Arrow Semantics
Sail supports all Arrow data types, including those not supported by JVM Spark. This enhances interoperability with other libraries that use Arrow. However, since the Spark Connect client is still used, you need to consider a few limitations when using these data types.
INFO
In the code below, spark
refers to a Spark session connected to the Sail server. You can refer to the Getting Started guide for how it works.
Data Reading and Writing
Sail allows you to read and write all Arrow data types as long as the data source supports them. For example, the following operation works in Sail but is not supported in JVM Spark.
spark.sql("SELECT 0::UINT16 AS c").write.parquet("data.parquet")
The Arrow schema is stored in the Parquet file metadata. This allows other libraries that support Arrow to read the data back correctly. For example, DuckDB will read the data as unsigned 16-bit integers.

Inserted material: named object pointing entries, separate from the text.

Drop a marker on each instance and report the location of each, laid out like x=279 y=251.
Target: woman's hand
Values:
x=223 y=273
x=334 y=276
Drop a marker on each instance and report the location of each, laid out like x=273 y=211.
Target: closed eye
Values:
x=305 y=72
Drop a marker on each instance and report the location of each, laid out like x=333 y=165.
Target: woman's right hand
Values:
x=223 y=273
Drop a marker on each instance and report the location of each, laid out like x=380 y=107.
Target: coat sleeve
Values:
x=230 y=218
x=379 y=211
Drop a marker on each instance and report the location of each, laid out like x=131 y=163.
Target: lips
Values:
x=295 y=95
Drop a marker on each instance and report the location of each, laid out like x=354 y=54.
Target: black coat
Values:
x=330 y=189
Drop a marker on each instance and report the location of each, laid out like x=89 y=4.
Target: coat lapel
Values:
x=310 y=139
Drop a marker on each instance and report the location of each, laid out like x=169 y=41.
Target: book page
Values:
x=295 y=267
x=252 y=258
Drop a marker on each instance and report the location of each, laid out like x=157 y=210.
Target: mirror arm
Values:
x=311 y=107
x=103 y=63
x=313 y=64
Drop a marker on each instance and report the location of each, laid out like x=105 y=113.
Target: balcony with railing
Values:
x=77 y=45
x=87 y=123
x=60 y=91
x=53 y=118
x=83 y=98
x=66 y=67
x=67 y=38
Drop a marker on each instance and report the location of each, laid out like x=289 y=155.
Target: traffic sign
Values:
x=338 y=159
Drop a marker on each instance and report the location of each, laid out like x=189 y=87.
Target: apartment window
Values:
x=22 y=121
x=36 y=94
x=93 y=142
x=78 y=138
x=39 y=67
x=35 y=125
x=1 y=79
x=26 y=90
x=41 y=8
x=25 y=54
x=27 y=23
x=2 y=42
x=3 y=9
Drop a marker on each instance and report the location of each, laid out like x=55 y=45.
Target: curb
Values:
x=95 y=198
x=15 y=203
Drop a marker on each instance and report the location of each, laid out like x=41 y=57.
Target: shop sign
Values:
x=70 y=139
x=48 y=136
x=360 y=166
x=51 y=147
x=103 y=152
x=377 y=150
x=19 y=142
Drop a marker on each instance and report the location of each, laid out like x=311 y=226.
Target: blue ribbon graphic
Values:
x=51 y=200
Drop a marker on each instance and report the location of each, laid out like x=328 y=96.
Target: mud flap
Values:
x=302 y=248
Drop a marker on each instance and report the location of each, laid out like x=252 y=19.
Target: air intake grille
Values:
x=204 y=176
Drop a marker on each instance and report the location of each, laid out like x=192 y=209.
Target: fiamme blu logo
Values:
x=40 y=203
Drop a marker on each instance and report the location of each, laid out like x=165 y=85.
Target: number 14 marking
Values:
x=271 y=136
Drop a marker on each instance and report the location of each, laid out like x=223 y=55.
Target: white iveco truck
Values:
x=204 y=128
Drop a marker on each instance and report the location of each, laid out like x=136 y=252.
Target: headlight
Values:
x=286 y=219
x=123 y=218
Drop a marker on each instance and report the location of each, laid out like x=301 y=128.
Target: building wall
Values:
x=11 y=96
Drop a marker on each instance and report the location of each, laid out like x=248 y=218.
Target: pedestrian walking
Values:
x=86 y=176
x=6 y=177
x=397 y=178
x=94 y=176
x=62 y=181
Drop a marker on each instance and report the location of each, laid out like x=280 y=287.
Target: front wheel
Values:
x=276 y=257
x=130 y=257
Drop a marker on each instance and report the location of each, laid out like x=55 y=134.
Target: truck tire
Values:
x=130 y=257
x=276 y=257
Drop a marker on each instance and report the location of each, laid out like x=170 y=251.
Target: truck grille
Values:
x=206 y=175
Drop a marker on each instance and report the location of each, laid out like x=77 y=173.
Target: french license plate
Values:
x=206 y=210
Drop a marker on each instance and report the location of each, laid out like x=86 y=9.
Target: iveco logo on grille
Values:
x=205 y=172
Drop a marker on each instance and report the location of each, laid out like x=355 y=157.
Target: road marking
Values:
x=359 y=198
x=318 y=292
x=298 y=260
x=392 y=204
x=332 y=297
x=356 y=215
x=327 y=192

If you read the data back in Sail, the data type is preserved. Note that this behavior is different from JVM Spark, where the data type is changed to IntegerType (32-bit signed integer) for the dataset written above.
spark.read.parquet("data.parquet").selectExpr("typeof(c)").show()
INFO
We may change this Parquet reading behavior in the future, if it turns out to be important to match the JVM Spark behavior for compatibility reasons.
Query Results in Python
Sail uses Arrow internally, so all Arrow data types work naturally in the entire query execution process. For PySpark applications, however, the Spark Connect client library controls how to interpret Arrow data received from the server. So you need to be aware of the complications when the data is moved across the boundary between Sail and the PySpark client. Such data move happens when "previewing" query results in Python.
For example, the following operations do not fully work even if query execution is successful within Sail. The query results are either cast to a different type implicitly, or an error is raised due to unsupported Arrow types in Spark.
spark.sql("SELECT 0::UINT16").collect()
spark.sql("SELECT 0::UINT16").toPandas()
spark.sql("SELECT 0::UINT16").toArrow()
You can consider casting the data explicitly to a supported Spark data type before collecting the results in Python.